The cases cited by respondents in urging that the erroneous instruction was not prejudicial are inapposite. The cited cases involve challenges to isolated instructions which were not erroneous but merely incomplete, and whose omissions were corrected in the instructions as a whole. (Hurtado v. San Diego Electric Ry. Co. (1928) 204 Cal. 446, 451 [268 P. 620]; James v. Frazee (1930) 209 Cal. 456 [288 P. 784]; see Jentick v. Pacific Gas and Elec. Co. (1941) 18 Cal.2d 117, 121 [114 P.2d 343]; see also People ex rel. Dept. Pub. Wks. v. Jones (1963) 218 Cal.App.2d 747, 751-752 [32 Cal.Rptr. 344].) In the present case, BAJI No. 6.28 was not merely incomplete. It was entirely improper to give, and may have misled the jury. Since this error was prejudicial, the judgment is reversed.

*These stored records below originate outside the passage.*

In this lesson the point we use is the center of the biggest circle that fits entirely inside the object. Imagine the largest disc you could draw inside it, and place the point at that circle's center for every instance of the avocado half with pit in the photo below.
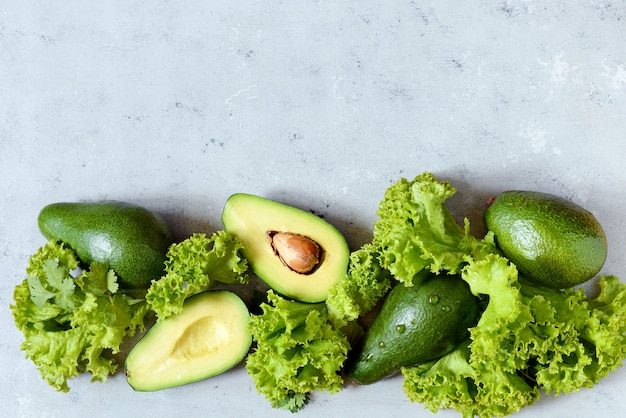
(208, 337)
(296, 253)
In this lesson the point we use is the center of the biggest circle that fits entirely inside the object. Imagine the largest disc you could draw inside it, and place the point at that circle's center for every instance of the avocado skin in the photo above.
(132, 240)
(434, 318)
(551, 240)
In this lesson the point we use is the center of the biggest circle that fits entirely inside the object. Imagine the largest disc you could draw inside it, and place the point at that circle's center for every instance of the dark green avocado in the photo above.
(130, 239)
(415, 325)
(552, 241)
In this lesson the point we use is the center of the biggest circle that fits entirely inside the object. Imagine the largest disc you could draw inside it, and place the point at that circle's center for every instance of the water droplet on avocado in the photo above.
(433, 298)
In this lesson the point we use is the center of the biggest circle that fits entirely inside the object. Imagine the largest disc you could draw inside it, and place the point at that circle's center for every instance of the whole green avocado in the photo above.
(416, 324)
(130, 239)
(551, 240)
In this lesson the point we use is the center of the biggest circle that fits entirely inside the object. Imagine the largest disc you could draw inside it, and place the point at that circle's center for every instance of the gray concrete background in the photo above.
(319, 104)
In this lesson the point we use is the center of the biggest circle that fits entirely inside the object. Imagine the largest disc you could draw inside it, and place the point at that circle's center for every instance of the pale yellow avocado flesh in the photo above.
(251, 217)
(207, 338)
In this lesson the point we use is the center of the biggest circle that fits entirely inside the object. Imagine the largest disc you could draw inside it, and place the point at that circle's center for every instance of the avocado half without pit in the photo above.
(295, 252)
(209, 337)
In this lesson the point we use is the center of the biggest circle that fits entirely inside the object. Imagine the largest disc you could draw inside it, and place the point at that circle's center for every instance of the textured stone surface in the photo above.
(177, 105)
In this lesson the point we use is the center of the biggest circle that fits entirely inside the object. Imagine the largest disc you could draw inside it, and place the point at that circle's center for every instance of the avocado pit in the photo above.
(297, 252)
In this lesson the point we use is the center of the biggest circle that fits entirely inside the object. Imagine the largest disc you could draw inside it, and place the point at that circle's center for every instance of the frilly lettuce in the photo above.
(297, 352)
(416, 231)
(360, 289)
(529, 339)
(73, 320)
(194, 265)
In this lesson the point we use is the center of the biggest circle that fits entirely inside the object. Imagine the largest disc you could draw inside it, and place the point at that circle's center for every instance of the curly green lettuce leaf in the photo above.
(298, 351)
(453, 381)
(360, 289)
(73, 321)
(195, 265)
(416, 230)
(529, 340)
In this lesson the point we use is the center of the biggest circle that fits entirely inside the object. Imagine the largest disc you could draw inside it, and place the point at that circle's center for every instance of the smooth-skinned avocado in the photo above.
(415, 324)
(208, 337)
(552, 241)
(130, 239)
(296, 253)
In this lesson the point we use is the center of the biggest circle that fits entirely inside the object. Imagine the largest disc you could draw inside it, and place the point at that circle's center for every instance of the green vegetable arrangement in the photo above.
(530, 340)
(72, 323)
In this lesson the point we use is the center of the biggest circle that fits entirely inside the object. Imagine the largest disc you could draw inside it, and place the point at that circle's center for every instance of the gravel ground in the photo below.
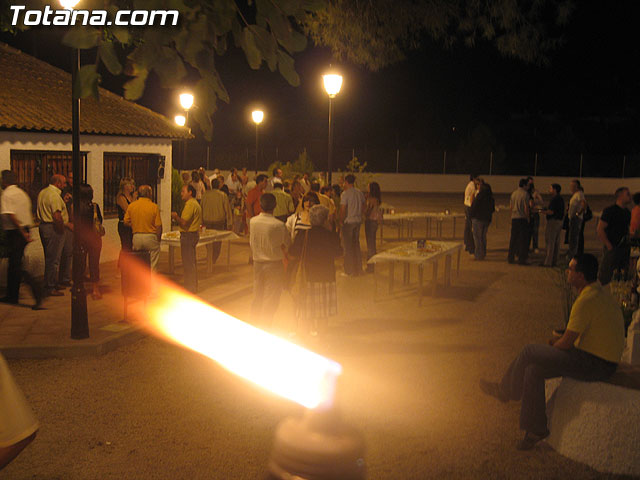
(155, 411)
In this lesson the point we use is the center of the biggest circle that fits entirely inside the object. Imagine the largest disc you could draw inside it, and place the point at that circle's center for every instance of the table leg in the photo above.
(420, 290)
(435, 278)
(391, 275)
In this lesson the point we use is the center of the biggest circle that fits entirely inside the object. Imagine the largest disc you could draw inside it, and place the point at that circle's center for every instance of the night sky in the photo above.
(586, 100)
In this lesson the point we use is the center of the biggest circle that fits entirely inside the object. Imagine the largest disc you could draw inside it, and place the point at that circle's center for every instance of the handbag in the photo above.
(299, 285)
(97, 224)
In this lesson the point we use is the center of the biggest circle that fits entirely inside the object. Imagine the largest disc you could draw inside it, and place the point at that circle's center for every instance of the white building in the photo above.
(118, 138)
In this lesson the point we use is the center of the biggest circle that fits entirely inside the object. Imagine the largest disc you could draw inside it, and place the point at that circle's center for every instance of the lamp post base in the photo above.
(318, 446)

Agreeing with Justice Kaus who found no prejudicial error occurred at trial, I dissent.
All BAJI instructions referred to are from the fifth edition (1969) unless otherwise noted.
"When one does not use reasonable diligence to care for his injuries, and they are aggravated as a result of such failure, the liability, if any, of another whose act or omission was a proximate cause of the original injury, must be limited to the amount of damage that would have been suffered if the injured person himself had exercised the diligence required of him.
"[From the mere fact that a competent physician advised an injured person to submit to a course of treatment or operation we are not justified in inferring that the injured person was negligent or unreasonable in declining such treatment or operation. Other factors as they confronted the injured person must be considered in determining whether, although he refused to follow the physician's advice, he nevertheless exercised reasonable diligence in caring for himself and his injuries.]"
"It is the duty of a patient to follow all reasonable and proper advice and instructions given him by his doctor regarding the patient's care, activities and treatment.
"A doctor is not liable for any injury resulting solely from the negligent failure of the patient to follow such advice and instructions.
"However, if the negligence of the doctor is a [proximate] [legal] cause of injury to the patient, the contributory negligence of the patient, if any, in not following such advice and instructions, does not bar recovery by him against the doctor but the total amount to which he would otherwise be entitled shall be reduced in proportion to the negligence attributable to the patient." (BAJI No. 6.28 (6th ed. 1977) p. 200.)
"Thus, the plaintiff is entitled to a verdict in this case if you find, in accordance with my instructions: 1. That defendant was negligent, and 2. That such negligence was a proximate cause of injury to the plaintiff."